Jonathan Spatola-Knoll
Ph.D. Musicology
Previous positions include Visiting Assistant Professor of Music (Orchestra and Musicology), Alma College, Alma, MI 2018-2020; Visiting Instructor of Music (Orchestra and Music History), Whitman College, Walla Walla, WA 2017.
In summer 2017, Jonathan Spatola-Knoll took up residence at the Salzburg Festival as an awardee of the Vienna Philharmonic’s Ansbacher Fellowship for Young Conductors. He holds a master’s degree in conducting from UC Davis, where he has acted as the assistant conductor for both the symphony orchestra and chorus, and will soon complete his doctorate. He has also served on the faculty at Whitman College as director of orchestras. He has conducted the Richmond Symphony, the Pierre Monteux Festival Orchestra, Whitman College Symphony Orchestra, UC Davis Symphony Orchestra, UNT Symphony Orchestra, University of Oregon Symphony Orchestra, Oregon Camerata, and the Northwest Navy Wind Octet. He has also conducted the UC Davis Chorus, UC Davis Alumni Chorus, UC Davis Early Music Ensemble, Whitman College Chorale and Chamber Singers, European-American Musical Alliance (EAMA) Festival Chorus, and the Richmond Symphony Chorus. In addition, he has recruited full orchestras, choruses, and other ensembles to perform symphonic and operatic repertoire.

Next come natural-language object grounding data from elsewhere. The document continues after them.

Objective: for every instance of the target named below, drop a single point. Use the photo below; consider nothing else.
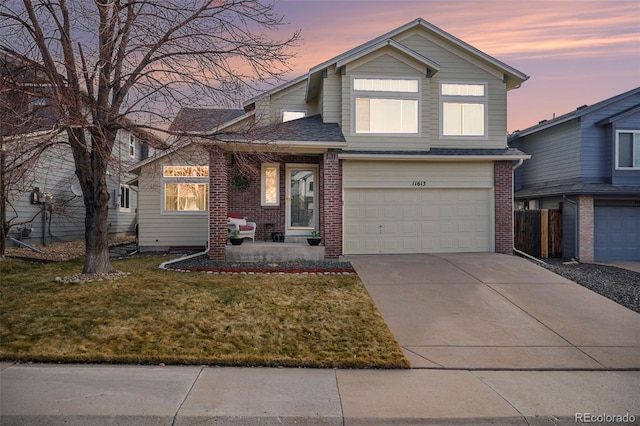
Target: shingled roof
(308, 129)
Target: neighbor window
(385, 105)
(186, 188)
(270, 184)
(292, 115)
(463, 109)
(628, 149)
(125, 198)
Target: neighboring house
(587, 163)
(46, 201)
(396, 146)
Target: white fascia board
(409, 157)
(393, 44)
(465, 46)
(298, 146)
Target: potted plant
(315, 238)
(235, 240)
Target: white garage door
(418, 219)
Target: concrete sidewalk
(96, 395)
(493, 339)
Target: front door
(302, 203)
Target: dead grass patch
(155, 316)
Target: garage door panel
(616, 233)
(418, 220)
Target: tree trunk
(4, 224)
(91, 169)
(96, 238)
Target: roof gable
(513, 77)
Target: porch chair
(237, 221)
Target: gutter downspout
(576, 226)
(515, 250)
(518, 164)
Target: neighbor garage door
(417, 208)
(617, 233)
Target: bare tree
(108, 62)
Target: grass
(155, 316)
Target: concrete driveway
(487, 310)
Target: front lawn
(155, 316)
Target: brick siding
(331, 207)
(503, 187)
(218, 184)
(585, 226)
(248, 201)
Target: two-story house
(396, 146)
(43, 199)
(587, 162)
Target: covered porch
(305, 196)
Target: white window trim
(263, 184)
(617, 146)
(482, 100)
(417, 96)
(186, 179)
(301, 111)
(128, 192)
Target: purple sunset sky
(576, 52)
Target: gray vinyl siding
(332, 98)
(54, 173)
(598, 142)
(159, 231)
(291, 99)
(555, 156)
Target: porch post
(332, 211)
(218, 202)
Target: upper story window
(463, 109)
(385, 105)
(185, 189)
(132, 146)
(628, 149)
(292, 115)
(125, 198)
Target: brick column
(332, 205)
(585, 228)
(503, 194)
(218, 203)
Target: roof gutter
(409, 157)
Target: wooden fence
(538, 232)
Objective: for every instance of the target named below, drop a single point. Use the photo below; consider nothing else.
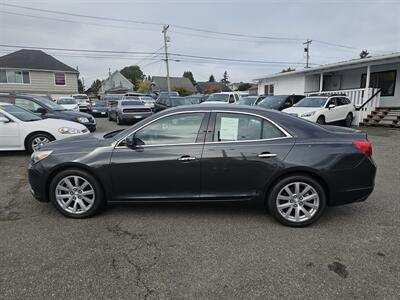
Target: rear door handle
(266, 155)
(186, 158)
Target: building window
(16, 77)
(59, 78)
(385, 80)
(269, 90)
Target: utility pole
(307, 51)
(166, 39)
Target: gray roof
(33, 60)
(348, 64)
(176, 82)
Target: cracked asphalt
(187, 251)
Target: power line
(143, 52)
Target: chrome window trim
(287, 135)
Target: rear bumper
(352, 185)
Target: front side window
(27, 104)
(175, 129)
(20, 77)
(59, 78)
(240, 127)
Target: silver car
(128, 110)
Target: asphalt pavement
(193, 251)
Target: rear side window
(241, 127)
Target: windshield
(247, 100)
(49, 104)
(66, 101)
(218, 97)
(131, 102)
(272, 101)
(311, 102)
(20, 113)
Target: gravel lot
(180, 251)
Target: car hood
(72, 115)
(300, 110)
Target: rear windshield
(311, 102)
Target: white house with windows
(370, 82)
(35, 72)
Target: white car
(324, 109)
(22, 130)
(69, 103)
(83, 101)
(223, 97)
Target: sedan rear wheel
(76, 193)
(297, 201)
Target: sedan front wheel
(297, 201)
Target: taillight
(364, 147)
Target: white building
(369, 82)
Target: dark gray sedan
(203, 153)
(128, 110)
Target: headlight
(82, 120)
(39, 155)
(68, 130)
(309, 114)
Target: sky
(269, 32)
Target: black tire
(98, 202)
(29, 144)
(349, 120)
(273, 195)
(321, 120)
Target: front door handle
(266, 155)
(186, 158)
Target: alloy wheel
(297, 202)
(75, 194)
(39, 141)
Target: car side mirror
(41, 110)
(133, 142)
(4, 120)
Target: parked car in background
(46, 108)
(99, 108)
(20, 129)
(69, 103)
(223, 97)
(147, 101)
(209, 153)
(280, 102)
(168, 102)
(128, 110)
(83, 102)
(324, 109)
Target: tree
(364, 53)
(133, 74)
(289, 69)
(189, 75)
(244, 86)
(95, 87)
(225, 77)
(182, 91)
(144, 86)
(81, 87)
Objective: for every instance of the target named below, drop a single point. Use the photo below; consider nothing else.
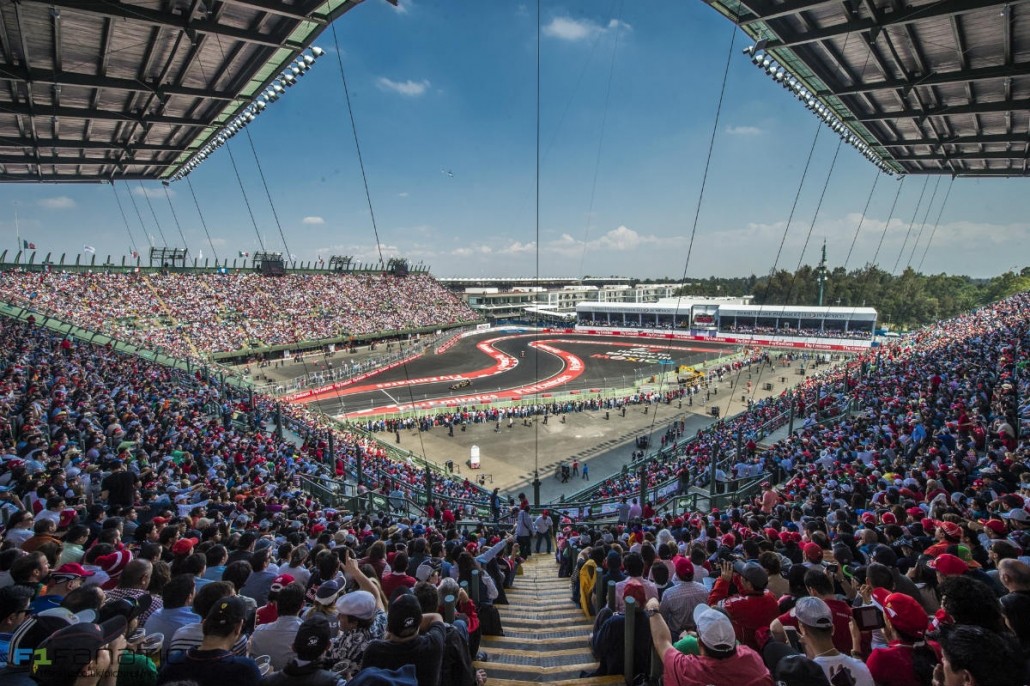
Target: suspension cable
(149, 204)
(125, 218)
(936, 224)
(911, 224)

Spatola-Knoll’s principal conducting mentors have included Christian Baldini, Jeffrey Thomas, Jeremy Mims, and Robert Bode. He has also studied under conductors Michael Jinbo, Mark Shapiro, David Itkin, Andrea Pestalozza, Matilda Hofman, James Ross, Marin Alsop, David Jacobs, Neil Varon, Stephen Smith, Erin Freeman, and Gerard Schwarz. Also a musicologist, violist, and collaborative pianist, Spatola-Knoll has served as an accompanist and vocal coach for the Sacramento Opera, the UC Davis Chorus, and St. Martin’s University, where he acted as music director for the opera program. He has held positions of the principal keyboardist and violist for the UC Davis Symphony Orchestra. His dissertation research on nineteenth-century compositional pairings, supervised by Dr. Christopher Reynolds, demonstrates how Romantic-era composers thought beyond the boundaries of what is conventionally considered an individual work to create aesthetically and intertextually linked pieces, and places special emphasis on the music of Weber, Schubert, and Louise Farrenc.
He obtained his Ph.D. in musicology from UC Davis in 2018. He previously studied at Whitman College, where he graduated Phi Beta Kappa with a bachelor’s degree in music (summa cum laude), and is a citizen of the United States and the United Kingdom.